I am proud to have supported the recent legislative effort to bring access to abortion to Northern Ireland. I fully support the right of every woman to choose whether she wishes to continue with a pregnancy, and to have the right to a safe, legal termination if she does not. I also support the protection of access to clinics and secure funding for clinics. I added my name to both Stella Creasy and Diana Johnson’s amendments, and I am delighted that these were overwhelmingly passed by Parliament. I will continue to closely follow the implementation of this bill to ensure the Government adheres to its commitments.
I am a supporter of the campaign to end period poverty, including the CWU campaign to make period products free. I welcome the Government’s move to introduce free sanitary products to all schools, however I believe this should be extended to all workplaces and public buildings. I supported attempts to reform Parliamentary procedure to allow baby leave and proxy voting for Members of Parliament. This is crucial to making politics more accessible and welcoming for young women.
We must also work to address the impact that nine years of austerity has had on women. I am concerned about the impact of universal credit on women, and particularly victims of domestic abuse, and have called for the introduction of routine split payments. Research has also shown that women are particularly vulnerable to the housing market and are more likely to require larger properties to accommodate families. I recently hosted the launch in Parliament of the Women’s Budget Group report ‘A Home of Her Own’ documenting the impact of the housing crisis on women and I support their work in scrutinising the impact of Government policy on women.
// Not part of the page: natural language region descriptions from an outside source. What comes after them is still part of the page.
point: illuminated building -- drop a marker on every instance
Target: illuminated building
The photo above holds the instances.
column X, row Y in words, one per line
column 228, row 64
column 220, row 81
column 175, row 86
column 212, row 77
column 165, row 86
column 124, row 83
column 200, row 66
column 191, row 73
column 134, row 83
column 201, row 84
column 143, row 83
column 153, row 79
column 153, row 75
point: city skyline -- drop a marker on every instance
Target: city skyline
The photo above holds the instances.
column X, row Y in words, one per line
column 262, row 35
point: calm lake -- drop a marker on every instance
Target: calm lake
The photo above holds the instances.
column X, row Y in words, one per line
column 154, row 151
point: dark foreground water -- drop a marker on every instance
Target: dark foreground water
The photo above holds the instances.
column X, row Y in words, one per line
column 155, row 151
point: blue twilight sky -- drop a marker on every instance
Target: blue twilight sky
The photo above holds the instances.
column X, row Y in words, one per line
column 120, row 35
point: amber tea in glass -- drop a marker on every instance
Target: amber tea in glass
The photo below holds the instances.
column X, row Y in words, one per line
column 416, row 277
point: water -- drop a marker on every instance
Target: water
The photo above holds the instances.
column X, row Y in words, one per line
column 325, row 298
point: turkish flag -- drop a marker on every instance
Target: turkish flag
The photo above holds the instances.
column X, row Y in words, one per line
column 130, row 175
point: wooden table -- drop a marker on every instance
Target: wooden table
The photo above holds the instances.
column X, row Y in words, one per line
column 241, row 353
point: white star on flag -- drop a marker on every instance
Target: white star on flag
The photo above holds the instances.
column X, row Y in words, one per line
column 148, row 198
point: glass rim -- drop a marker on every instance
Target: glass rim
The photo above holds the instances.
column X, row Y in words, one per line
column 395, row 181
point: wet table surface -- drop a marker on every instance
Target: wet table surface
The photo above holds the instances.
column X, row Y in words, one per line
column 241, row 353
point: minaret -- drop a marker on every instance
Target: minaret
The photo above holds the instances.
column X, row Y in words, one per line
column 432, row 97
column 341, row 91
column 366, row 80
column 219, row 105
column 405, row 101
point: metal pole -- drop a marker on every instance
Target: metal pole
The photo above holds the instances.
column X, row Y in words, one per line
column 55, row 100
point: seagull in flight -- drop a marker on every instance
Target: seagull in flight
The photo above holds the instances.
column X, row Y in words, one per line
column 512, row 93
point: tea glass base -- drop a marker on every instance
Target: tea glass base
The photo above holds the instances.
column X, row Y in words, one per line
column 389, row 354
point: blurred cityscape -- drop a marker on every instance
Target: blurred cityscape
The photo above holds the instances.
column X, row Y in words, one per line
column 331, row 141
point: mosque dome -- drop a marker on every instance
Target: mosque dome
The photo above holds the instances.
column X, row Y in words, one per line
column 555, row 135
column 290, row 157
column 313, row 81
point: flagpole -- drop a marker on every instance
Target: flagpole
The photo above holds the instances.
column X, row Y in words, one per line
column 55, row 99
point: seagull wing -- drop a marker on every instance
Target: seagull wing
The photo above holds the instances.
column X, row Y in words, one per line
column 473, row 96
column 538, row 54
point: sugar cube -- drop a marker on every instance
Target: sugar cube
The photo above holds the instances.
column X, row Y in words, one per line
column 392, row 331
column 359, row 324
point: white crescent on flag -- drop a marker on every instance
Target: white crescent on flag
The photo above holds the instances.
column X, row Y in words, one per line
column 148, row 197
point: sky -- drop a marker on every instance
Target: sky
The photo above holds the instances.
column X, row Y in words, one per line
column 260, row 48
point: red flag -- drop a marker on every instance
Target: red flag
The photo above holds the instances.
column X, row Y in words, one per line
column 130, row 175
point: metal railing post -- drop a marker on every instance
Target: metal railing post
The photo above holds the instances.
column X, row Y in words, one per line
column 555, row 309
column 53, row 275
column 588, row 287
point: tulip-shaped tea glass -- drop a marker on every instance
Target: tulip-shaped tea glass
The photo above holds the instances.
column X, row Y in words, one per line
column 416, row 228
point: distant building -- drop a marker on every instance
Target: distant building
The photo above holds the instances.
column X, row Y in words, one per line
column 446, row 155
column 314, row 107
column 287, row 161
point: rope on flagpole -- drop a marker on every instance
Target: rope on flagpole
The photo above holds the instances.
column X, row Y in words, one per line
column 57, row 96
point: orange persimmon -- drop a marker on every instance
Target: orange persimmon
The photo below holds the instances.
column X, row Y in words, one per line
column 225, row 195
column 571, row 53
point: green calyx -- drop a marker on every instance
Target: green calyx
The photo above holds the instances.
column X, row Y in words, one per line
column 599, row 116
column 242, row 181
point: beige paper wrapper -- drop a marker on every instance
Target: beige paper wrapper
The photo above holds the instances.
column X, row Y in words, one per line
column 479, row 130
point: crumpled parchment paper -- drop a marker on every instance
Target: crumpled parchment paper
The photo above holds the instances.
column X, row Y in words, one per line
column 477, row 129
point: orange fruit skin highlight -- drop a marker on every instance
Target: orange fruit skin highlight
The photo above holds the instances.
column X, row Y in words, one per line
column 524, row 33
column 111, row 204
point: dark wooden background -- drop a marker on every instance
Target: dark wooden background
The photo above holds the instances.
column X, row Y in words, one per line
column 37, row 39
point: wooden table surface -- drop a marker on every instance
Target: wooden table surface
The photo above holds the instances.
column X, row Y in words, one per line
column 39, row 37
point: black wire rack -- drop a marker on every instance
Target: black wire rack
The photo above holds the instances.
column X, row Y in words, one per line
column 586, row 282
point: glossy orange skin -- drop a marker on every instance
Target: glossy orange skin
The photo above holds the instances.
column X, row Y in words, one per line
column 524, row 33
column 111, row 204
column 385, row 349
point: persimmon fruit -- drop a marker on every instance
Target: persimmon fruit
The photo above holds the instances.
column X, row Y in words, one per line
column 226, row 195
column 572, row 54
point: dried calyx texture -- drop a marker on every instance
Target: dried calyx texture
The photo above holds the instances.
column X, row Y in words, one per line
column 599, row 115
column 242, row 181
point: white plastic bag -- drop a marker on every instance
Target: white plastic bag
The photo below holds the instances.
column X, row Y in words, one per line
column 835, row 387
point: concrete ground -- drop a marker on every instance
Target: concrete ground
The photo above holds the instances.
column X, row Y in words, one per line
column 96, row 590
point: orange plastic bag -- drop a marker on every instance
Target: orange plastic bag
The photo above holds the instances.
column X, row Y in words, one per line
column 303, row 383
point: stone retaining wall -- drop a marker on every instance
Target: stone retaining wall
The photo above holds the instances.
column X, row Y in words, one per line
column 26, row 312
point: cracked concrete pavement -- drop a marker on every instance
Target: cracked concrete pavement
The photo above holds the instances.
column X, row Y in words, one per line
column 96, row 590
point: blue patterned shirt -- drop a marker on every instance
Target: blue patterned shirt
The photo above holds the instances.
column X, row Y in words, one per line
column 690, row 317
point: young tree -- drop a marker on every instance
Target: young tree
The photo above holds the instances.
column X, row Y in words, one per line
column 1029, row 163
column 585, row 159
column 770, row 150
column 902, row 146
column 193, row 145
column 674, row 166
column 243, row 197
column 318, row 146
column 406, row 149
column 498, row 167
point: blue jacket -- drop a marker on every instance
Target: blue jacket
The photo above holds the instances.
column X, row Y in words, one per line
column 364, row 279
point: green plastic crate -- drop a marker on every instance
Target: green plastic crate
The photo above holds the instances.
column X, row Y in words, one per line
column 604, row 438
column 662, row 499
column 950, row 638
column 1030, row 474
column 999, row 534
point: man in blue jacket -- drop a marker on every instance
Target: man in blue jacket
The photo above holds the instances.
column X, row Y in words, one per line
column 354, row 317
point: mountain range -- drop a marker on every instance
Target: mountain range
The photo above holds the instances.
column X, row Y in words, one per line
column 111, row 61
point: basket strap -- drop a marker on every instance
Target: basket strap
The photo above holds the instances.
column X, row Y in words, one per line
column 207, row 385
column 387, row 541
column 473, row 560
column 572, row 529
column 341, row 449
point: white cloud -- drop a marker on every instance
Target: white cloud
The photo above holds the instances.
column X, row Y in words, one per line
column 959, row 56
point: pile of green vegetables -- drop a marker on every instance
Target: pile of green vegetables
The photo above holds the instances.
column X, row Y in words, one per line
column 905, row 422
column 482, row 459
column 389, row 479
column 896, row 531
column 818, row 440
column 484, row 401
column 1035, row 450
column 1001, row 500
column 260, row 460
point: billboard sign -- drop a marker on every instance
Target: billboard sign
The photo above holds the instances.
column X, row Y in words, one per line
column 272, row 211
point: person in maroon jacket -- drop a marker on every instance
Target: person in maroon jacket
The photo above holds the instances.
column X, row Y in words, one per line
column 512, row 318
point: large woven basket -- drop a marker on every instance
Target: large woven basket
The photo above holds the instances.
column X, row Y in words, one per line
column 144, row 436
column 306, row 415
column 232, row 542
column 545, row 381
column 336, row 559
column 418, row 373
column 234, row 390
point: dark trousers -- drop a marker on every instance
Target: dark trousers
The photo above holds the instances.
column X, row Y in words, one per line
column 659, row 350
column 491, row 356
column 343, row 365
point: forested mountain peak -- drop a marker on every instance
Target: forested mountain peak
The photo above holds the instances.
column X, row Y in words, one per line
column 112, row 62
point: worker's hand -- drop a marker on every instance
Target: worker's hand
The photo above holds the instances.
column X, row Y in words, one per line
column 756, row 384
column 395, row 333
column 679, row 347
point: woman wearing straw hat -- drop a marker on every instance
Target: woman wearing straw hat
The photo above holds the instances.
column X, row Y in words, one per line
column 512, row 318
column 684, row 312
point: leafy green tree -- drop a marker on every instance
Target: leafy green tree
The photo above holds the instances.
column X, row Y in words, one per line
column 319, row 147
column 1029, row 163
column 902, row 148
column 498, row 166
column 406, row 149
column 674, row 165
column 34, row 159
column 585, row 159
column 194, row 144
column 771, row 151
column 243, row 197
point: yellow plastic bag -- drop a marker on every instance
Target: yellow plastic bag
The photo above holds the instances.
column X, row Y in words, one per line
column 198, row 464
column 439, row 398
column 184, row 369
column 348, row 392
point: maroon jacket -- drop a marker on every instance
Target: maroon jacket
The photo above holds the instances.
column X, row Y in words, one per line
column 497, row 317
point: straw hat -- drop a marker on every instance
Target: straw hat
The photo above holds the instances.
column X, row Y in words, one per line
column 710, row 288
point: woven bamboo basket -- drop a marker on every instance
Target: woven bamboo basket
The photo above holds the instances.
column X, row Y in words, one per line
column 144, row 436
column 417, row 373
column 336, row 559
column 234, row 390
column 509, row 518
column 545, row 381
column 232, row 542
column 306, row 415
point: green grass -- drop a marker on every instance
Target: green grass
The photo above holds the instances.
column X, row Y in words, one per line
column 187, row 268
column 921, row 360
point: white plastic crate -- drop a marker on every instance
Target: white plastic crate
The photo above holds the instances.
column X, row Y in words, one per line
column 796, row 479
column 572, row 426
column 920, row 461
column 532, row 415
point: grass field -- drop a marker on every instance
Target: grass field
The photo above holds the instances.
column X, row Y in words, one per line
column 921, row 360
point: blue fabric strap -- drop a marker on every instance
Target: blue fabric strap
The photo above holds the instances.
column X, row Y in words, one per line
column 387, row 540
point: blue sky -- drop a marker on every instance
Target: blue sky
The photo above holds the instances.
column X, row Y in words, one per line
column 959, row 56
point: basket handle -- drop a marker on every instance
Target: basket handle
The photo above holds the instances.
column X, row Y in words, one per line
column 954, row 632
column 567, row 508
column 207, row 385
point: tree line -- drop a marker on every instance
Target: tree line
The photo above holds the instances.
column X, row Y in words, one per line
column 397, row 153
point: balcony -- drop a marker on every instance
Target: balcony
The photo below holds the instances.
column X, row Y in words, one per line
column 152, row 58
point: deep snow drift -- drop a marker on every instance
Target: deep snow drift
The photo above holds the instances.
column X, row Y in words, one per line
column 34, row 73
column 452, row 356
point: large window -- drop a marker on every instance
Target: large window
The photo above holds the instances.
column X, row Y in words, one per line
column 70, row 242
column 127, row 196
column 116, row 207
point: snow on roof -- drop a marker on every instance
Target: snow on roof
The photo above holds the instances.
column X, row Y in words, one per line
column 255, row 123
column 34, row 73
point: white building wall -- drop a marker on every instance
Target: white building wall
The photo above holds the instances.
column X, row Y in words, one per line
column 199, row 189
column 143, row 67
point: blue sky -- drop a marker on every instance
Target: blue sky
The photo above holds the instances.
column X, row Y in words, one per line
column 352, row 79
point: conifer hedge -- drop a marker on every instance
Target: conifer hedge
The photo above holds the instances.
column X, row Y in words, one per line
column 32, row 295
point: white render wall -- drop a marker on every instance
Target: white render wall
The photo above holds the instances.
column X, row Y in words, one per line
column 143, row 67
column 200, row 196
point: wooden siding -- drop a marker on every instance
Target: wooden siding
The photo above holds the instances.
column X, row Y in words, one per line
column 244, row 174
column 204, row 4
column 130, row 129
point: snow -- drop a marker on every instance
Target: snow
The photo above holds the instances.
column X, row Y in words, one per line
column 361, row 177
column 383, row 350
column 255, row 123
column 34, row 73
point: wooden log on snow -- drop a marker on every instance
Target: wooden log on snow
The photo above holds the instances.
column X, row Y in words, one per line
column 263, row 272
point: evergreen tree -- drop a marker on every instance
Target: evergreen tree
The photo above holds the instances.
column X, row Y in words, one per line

The past year has seen a series of horrific attacks against LGBT+ people and protests outside schools attempting to intimidate teachers and prevent students accessing much needed relationships and sex education. I support the introduction of updated RSE guidelines and believe this must sit as part of a whole-school approach embedded across the curriculum with well-trained staff. The Government must now ensure schools have the resources to deliver this.
I was pleased to support the recent extension of equal marriage to Northern Ireland under the amendment tabled by Conor McGinn MP. I will continue to press for residents in Northern Ireland to have marriage equality along with residents everywhere else in the United Kingdom.
I have been working with local healthcare providers and in Parliament to campaign for increased access to PrEP to anyone at risk of HIV infection. The Government must deliver a fully-funded programme to roll out the treatment to all high-risk groups to help reduce HIV infection. The Labour Party has committed to introducing specialist training for all frontline health and social care staff to understand and meet the needs of LGBT patients.
The Government's LGBT survey found that many trans people want legal recognition of their gender identity, but found the current process too bureaucratic, expensive and intrusive. I believe that both the Gender Recognition Act 2004 and Equality Act 2010 should be reformed to ensure they protect trans people.